К несказанной радости Сергея, я быстро удалилась. Он не
пошел за мной, но занавески на окне заколыхались, когда «сестра» вышла во двор.
Хорошо еще, что догадалась поставить «Вольво» в другом конце переулка. Чувствуя
на себе чужой взгляд, заскочила в магазин и, схватив с вешалки первые
попавшиеся вещи, влетела в примерочную кабинку. Через пять минут, одетая в
черный брючный костюм, стерла бумажными носовыми платками грим с лица, стянула
парик и, расплатившись, выскочила наружу. Как раз вовремя. По переулку в
сторону магазина почти бежал Савостин. Значит, решил проследить за мной на
всякий случай, увидел из окна, куда направилась.
Пока уголовник разыскивал в торговом зале «сестрицу», я
преспокойненько села в «Вольво» и отбыла в Ложкино.
Домой попала как раз к чаю. Капа и девочки лакомились
домашним кексом, в воздухе витал аромат свежей выпечки.

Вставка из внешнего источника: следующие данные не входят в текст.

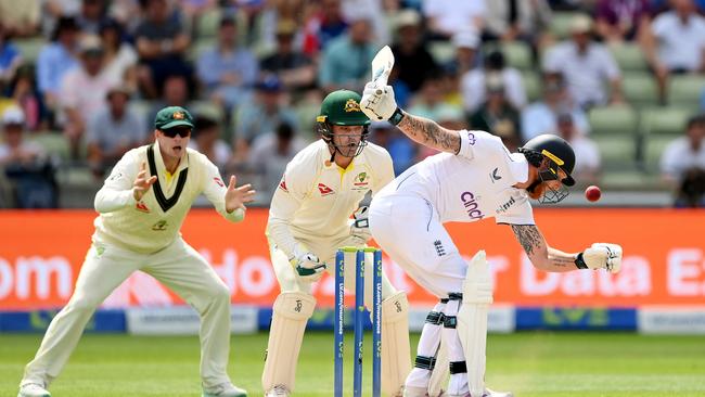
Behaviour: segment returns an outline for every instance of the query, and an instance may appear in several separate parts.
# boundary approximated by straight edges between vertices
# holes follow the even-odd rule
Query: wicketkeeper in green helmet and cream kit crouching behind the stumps
[[[316,306],[311,283],[326,270],[325,264],[335,262],[338,247],[366,245],[367,207],[358,208],[359,203],[394,179],[389,153],[367,141],[370,120],[360,111],[358,93],[330,93],[317,123],[322,139],[289,163],[269,210],[267,238],[281,293],[274,302],[261,377],[266,396],[294,390],[306,322]],[[344,270],[345,286],[355,291],[355,266],[348,265],[354,260],[346,259],[350,260]],[[366,302],[372,302],[372,266],[364,270]],[[387,396],[401,396],[411,370],[408,306],[406,294],[383,274],[382,389]]]

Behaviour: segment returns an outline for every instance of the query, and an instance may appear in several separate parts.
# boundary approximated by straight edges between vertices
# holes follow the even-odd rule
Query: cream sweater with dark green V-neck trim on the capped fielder
[[[143,162],[148,175],[157,175],[157,182],[136,202],[132,184]],[[201,193],[226,219],[241,221],[242,209],[226,212],[227,190],[218,168],[192,149],[187,149],[187,156],[171,177],[167,176],[158,143],[132,149],[95,194],[94,206],[100,216],[94,221],[93,241],[142,254],[156,253],[180,235],[181,223]]]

– Какой аппетитный! – восхитилась я. – Кто
испек?
– Капа, – пробормотала с набитым ртом
Зайка, – она здорово готовит! Знаешь, оказывается, макароны кладут в
кипяток.
Я усмехнулась. Нет, все-таки Кеша любит Ольгу и готов ради
нее на геройские поступки. Несколько дней назад Зайка решила сотворить макароны
по-сицилийски. Соус из жареного лука и свежих помидор с зеленью ей и впрямь
удался. Беда случилась со спагетти. Когда наша повариха, покипятив макароны
примерно пятнадцать минут, вывалила их в дуршлаг, перед ее изумленным взором
предстал единый монолит. Аппетитные белые трубочки, столь красиво выглядевшие в
упаковке, в «умелых» руках Зайки превратились в какую-то странно однородную
клейкую массу. Впрочем, так бывает всегда, когда лапшу бросают не в кипяток, а
в холодную воду.
Удрученная Ольга попыталась расковырять содержимое дуршлага
вилкой, но не тут-то было. Когда-то в давнюю давину в нашей институтской
столовой подавали абсолютно несъедобное блюдо – запеканку из макарон. Больше
всего приготовленные невесткой спагетти напоминали тот каменный и склизкий
«лапшевник».
Бедная повариха, не понимая, каким образом получился столь
диковинный результат, зарыдала. Прибежал Кеша. Убедившись, что жена не вылила
себе на ноги кастрюлю с кипятком и не отрубила пальцы разделочным топориком, он
принялся утешать беднягу. Но Ольга, без конца всхлипывая, твердила о
собственной никчемности и невезучести. Исчерпав все мужские аргументы типа «я
тебя люблю», «мне другая не нужна», «ты лучшая жена на свете», наш адвокат
ухватил каменный скользкий пласт и принялся с аппетитом его кусать,
приговаривая: «Но это же страшно вкусно!»